A Dakar, mieux vaut s’accrocher pour suivre la frénétique cadence des modes dansantes. Pas un mois ne se passe au Sénégal sans qu’une nouvelle chorégraphie envahisse les réseaux sociaux, grâce aux jeunes, colporteurs numéro un de rythmes enflammés.

Connaissez vous le « Kone Yess Challenge » ? C’est l’une des danses qui fait fureur ces jours-ci au Sénégal. « Noy Moyto sa nooneu, kone yess ». Littéralement, en wolof : « Comment combattre tes ennemis, donc oui ». La chorégraphie du moment fait le tour des réseaux sociaux. YouTubeurs, comédiens et jeunes se filment à la maison, dans la rue, dans leur commerce. Presqu’une routine au Sénégal.

Du « ndaga » au « kone yess challenge »

Car avant le « Kone Yess » ce fut le « Snaps Chat », le « Na Gooré », le « Tak si rip » , le « Youza » ou dès les années 1960 le « ndaga », autant de déclinaisons du mbalax, le courant musical et chorégraphique le plus populaire au Sénégal.

D’où vient cette fièvre créatrice ? Elle est d’abord l’expression d’une vraie culture de la danse. Au Sénégal, on danse à chaque étape de la vie : aux baptêmes, dans les cérémonies religieuses, aux mariages. Les femmes entretiennent jalousement ce patrimoine, lors des sabar et tanebeer (« bal de nuit » en wolof), des fêtes exclusivement féminines – à l’exception des percussionnistes – et des espaces de transgression.

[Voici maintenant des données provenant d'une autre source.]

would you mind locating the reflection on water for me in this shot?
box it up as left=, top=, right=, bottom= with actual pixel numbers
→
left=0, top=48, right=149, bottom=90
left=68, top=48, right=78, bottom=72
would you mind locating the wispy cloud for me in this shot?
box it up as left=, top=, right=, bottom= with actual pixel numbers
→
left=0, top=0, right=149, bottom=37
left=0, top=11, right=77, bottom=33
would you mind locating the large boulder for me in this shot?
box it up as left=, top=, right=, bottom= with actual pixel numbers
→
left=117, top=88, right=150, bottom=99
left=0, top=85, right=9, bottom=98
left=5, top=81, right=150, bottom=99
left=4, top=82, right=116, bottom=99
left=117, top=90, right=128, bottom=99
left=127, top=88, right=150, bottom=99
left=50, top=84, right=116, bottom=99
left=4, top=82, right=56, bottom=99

Mais la danse, c’est aussi un art du quotidien, à la maison, au travail, pour bercer les enfants, séduire son amant, se taquiner entre amis. Loin d’être l’apanage de la tradition, elle ne cesse de se renouveler.

A chaque mois sa nouvelle danse, lancée par un chanteur, une danseuse ou un lutteur, diffusée ensuite comme une traînée de poudre par la jeunesse connectée. YouTube regorge de vidéos avec des titres comme « La nouvelle danse qui fait fureur au Sénégal » ou « La danse qui fait le buzz ».

La danse, miroir de la société sénégalaise

Drôles, politiques, sensuelles, voire sexuelles, ces nouvelles chorégraphies racontent la société sénégalaise : sa gastronomie,  sa politique, ses regards sur les corps.

En filigrane, ces danses traduisent la créativité de cette jeunesse et de ses « ingénieurs spécialisés en danse », comme les appelle l’artiste Xuman dans son journal rappé.

Des danses pourtant maintes fois accusées de dénaturer la tradition, les valeurs et les moeurs sénégalaises. Pourtant, ces chorégraphies, sans cesse réinventées, partagent bien la fonction première de la danse, « faire communauté ».